Calling complex pedigrees with HaplotypeCaller

Hi,
I want to use HaplotypeCaller to call families together. I have bam files for each individual in the 4 families I am studying, as well as a ped file describing the pedigree information. The problem is that these families have complex pedigrees, with the parents (mother and father), the children, and then one grandchild for each child (do not have information about the other parent of the grandchild). I would like to call these families with their complex pedigrees together, and I would like to call all the 4 families together to maximize the power of the calling. However, I'm not sure how to do that with just the -ped option. -ped seems to be designed for only one family or cohort, and I'm not sure it would work for me to feed it all my bams as inputs. Are there any other tools for GATK that I could use to call complex pedigrees?

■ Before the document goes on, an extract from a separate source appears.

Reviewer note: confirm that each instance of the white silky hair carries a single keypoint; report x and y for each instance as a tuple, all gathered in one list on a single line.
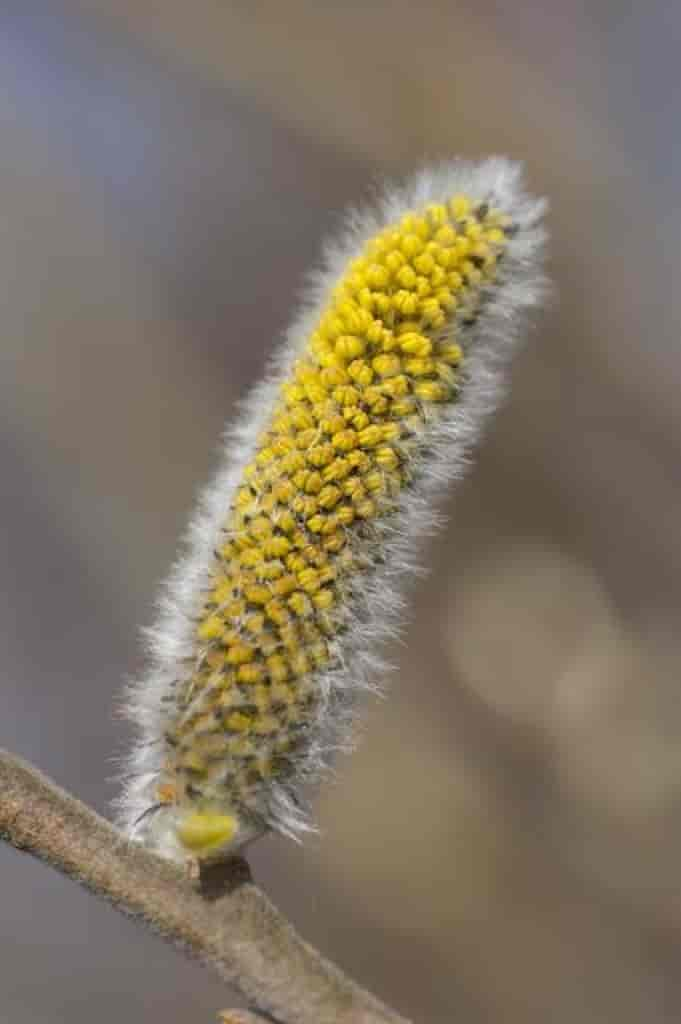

The other possibility would be to call the 4 trios separately and each child-grandchild pair separately, but not sure how to do that either with just -ped. What would you recommend?
And finally, I get an error message saying that --emitRefConfidence only works for single sample mode. It seems that I should omit this option when I run HaplotypeCaller on my families, but are there any other options that I should use for cohort calling besides the standard ones (which I know to be --variant_index_type and --variant_index_parameter)?
Thanks,
Alva
Best Answer
-
Sheila Broad Institute admin
Hi Alva,
Haplotype Caller actually does not take into account the pedigree file. The best thing to do is run HaplotypeCaller on all 4 families together. After Haplotype Caller, you can use the pedigree file in PhaseByTransmission. https://www.broadinstitute.org/gatk/gatkdocs/org_broadinstitute_gatk_tools_walkers_phasing_PhaseByTransmission.php
-Sheila
Answers
@astrand
Hi Alva,
Haplotype Caller actually does not take into account the pedigree file. The best thing to do is run HaplotypeCaller on all 4 families together. After Haplotype Caller, you can use the pedigree file in PhaseByTransmission. https://www.broadinstitute.org/gatk/gatkdocs/org_broadinstitute_gatk_tools_walkers_phasing_PhaseByTransmission.php
-Sheila
Thanks Sheila. Just to confirm, I should remove the option --emitRefConfidence, correct?
Alva
@astrand Not quite: you should run HaplotypeCaller on each sample individually with the --emitRefConfidence option, then run GenotypeGVCFs on all the resulting GVCFs together. This is a new(ish) workflow for joint analysis that gives best results while being computationally efficient. See the methods documentation for more details.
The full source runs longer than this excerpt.